In Zoya Akhtar’s film, a young boy (Naman Jain) dreams of growing up and becoming a dancer, like Sheila (Katrina Kaif). The actress becomes his fairy godmother, guiding him through the maze of finding one’s identity while managing his macho father’s (Ranvir Shorey) expectations from his son. The relationship between brother and sister is the most charming part of this otherwise slim story.

Finally, a journey from North India to the doorstep of India’s biggest Bollywood brand–in Anurag Kashyap’s film, Allahabad boy Vijay (Vineet Kumar Singh) brings some homemade murabba (pickled fruit) to Mumbai for Amitabh Bachchan to taste. It’s his dying father’s (Sudhir Pandey) last wish. Days and nights of patient waiting outside Bachchan residence Prateeksha, at the mercy of watchmen and security guards, leaves Vijay penniless and disheartened. Kashyap’s writing and Singh’s performance are the highlights of this effort, plus a cameo by Bachchan himself.

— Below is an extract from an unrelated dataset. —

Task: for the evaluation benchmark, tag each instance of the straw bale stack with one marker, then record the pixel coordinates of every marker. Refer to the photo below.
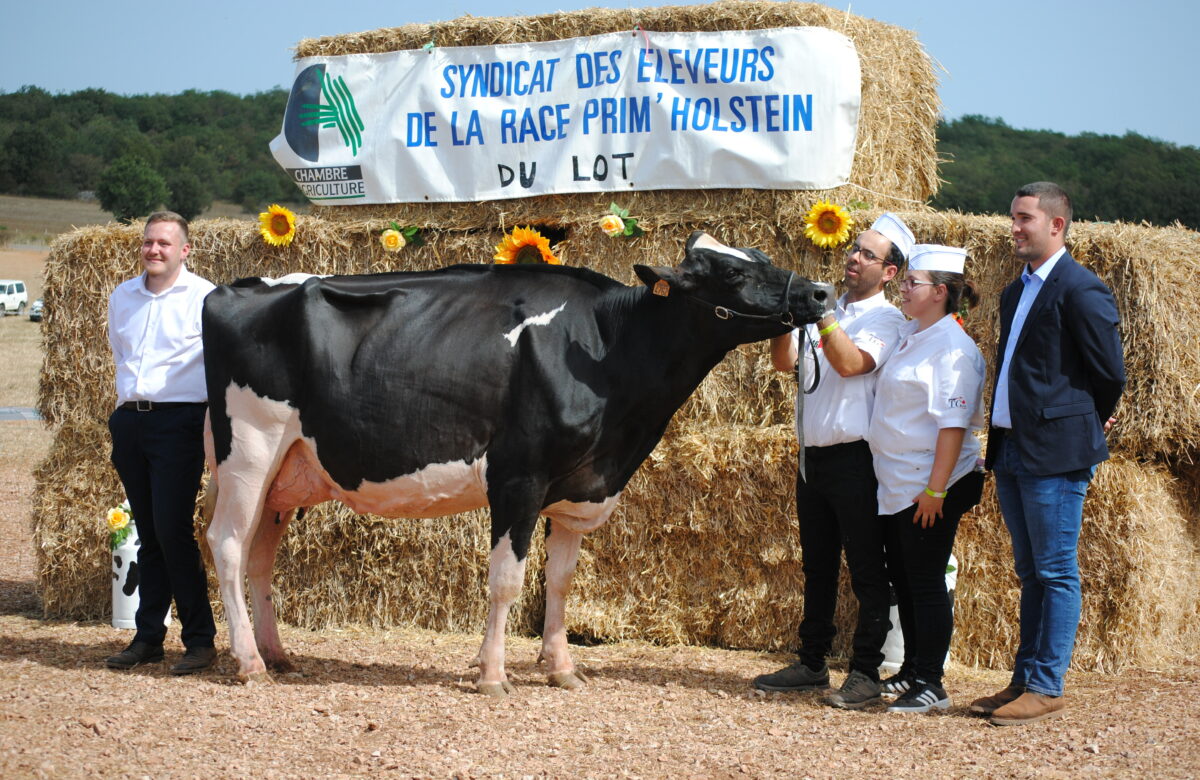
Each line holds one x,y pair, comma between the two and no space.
895,165
705,547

The notion of idol (idle) worship ends with a life lesson, which frankly, was too clever by half.

There are a couple of other minor grouses – Amit Trivedi’s music is unexpectedly grating and the final theme song is simply terrible. It reduces 100 years of cinema to 20-odd stars and their Bollywood stardom. Also, the stories really do not bear enough connection to cinema to stand up to the idea of being “commemorative” or “tributes”.

That said Bombay Talkies (in parts if not in whole) gives you enough surprises, joy, drama, melody, romance, hope, redemption and colour that are at the core of Hindi cinema. And that’s worth celebrating.